Na declaração retificadora sobre o ano de 2002 – que fez em maio passado,
quatro horas e 22 minutos após ser consultado por ISTOÉ sobre seu patrimônio –, Meirelles corrigiu-se em dez pagamentos e doações feitas a pessoas físicas
e jurídicas. As deduções com despesas médicas caíram de R$ 51 mil para
R$ 7,5 mil. Especialistas em tributação acham que ele pode ter retirado as
deduções para evitar o surgimento de pagamentos feitos em 2001 e no
primeiro semestre de 2002, quando ele disse não morar no Brasil. Antes da retificação, em abril de 2003, quando já era presidente do BC, ele declarou
ter gasto R$ 10 mil com o reumatologista paulista Wagner Felipe de Souza Weidebach. Por que Meirelles retirou um pagamento tão alto e dedutível? Simples. O médico acompanhou Hegesipo de Campos Meirelles, pai de Meirelles, durante o tempo em que ele ficou internado no hospital Sírio-Libanês, em São Paulo, entre os dias 16 de dezembro de 2001 e 6 de janeiro de 2002. Hegesipo não é declarado como dependente do filho e por isso a despesa não poderia ser abatida no Imposto de Renda do presidente do Banco Central.
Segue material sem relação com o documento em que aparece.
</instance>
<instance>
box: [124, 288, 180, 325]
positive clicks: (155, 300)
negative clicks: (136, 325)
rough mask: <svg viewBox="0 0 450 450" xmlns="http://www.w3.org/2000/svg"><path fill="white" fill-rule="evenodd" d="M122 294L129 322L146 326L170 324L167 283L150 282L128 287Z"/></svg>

Na retificação, em maio de 2004, só permaneceram os pagamentos ao Hospital Albert Einstein e a uma clínica odontológica paulista. O curioso é que ao Albert Einstein ele declara ter pago R$ 17 mil; depois, na retificadora, o valor cai para
R$ 3,6 mil. As diferenças só podem ser esclarecidas pela auditoria fiscal pedida
pelo MP. A Receita agora dificilmente poderá evitar postergar a devassa nas declarações de renda. Apesar da blindagem e dos acordos dentro do governo, segundo os quais Meirelles faria novas retificações no Imposto de Renda, o Ministério Público, aos poucos, vai fechando o cerco. Procurado por ISTOÉ, o presidente do Banco Central não quis fazer comentários.